DCAgent/c1_kimi_k2.5_fixed

Hugging Face
TEXT GENERATIONConcurrency Cost:1Model Size:8BQuant:FP8Ctx Length:32kPublished:Apr 10, 2026License:otherArchitecture:Transformer Warm

DCAgent/c1_kimi_k2.5_fixed is an 8 billion parameter language model fine-tuned from Qwen/Qwen3-8B. This model was trained on a specific dataset, /e/scratch/jureap59/raoof1/sft_data/hf_hub/datasets--DCAgent--c1_kimi_k2.5_fixed/snapshots/5807137b49d0d1d27e7b100da3e8d4156ddb94e3_thinking_preprocessed, suggesting a specialization in processing or generating content related to "thinking" or internal monologue.
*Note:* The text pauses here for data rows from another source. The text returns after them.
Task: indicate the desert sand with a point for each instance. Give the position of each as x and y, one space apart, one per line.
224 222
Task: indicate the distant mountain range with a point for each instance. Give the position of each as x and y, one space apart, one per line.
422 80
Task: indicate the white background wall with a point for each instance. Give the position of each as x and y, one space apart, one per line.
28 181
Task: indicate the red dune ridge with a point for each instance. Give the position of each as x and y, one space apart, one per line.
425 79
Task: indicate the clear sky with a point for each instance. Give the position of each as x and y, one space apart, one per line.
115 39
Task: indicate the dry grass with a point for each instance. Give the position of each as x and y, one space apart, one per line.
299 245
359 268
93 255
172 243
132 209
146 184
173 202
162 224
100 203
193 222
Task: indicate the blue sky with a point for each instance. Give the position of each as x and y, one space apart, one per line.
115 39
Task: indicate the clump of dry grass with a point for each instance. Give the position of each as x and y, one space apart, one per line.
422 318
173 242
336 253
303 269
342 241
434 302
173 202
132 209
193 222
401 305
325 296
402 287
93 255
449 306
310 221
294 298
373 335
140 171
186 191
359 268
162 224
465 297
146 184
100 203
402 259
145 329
With a 32K context length, it is suitable for tasks requiring extended conversational or document understanding.

Loading preview...

Model Overview

DCAgent/c1_kimi_k2.5_fixed is an 8 billion parameter language model, fine-tuned from the base model Qwen/Qwen3-8B. This model was developed by DCAgent and utilizes a substantial 32,768 token context window, enabling it to process and generate longer sequences of text.

Key Characteristics

  • Base Model: Fine-tuned from Qwen/Qwen3-8B.
  • Parameter Count: 8 billion parameters.
  • Context Length: Supports a 32,768 token context window.
  • Training Data: Fine-tuned on the /e/scratch/jureap59/raoof1/sft_data/hf_hub/datasets--DCAgent--c1_kimi_k2.5_fixed/snapshots/5807137b49d0d1d27e7b100da3e8d4156ddb94e3_thinking_preprocessed dataset, indicating a potential specialization in tasks related to internal thought processes or reasoning.

Training Details

The model was trained with a learning rate of 4e-05, using a distributed setup across 16 devices with a total training batch size of 16. The optimizer used was ADAMW_TORCH_FUSED with cosine learning rate scheduler and a warmup ratio of 0.1 over 7 epochs. This configuration suggests a robust training process aimed at optimizing performance on its specific fine-tuning dataset.

Potential Use Cases

Given its fine-tuning on a "thinking" related dataset and large context window, this model could be particularly effective for:

  • Complex Reasoning Tasks: Analyzing and generating text that involves logical steps or internal monologues.
  • Long-form Content Generation: Creating detailed narratives, reports, or conversational turns that require maintaining context over extended periods.
  • Specialized Conversational AI: Developing agents that can simulate or understand complex thought processes.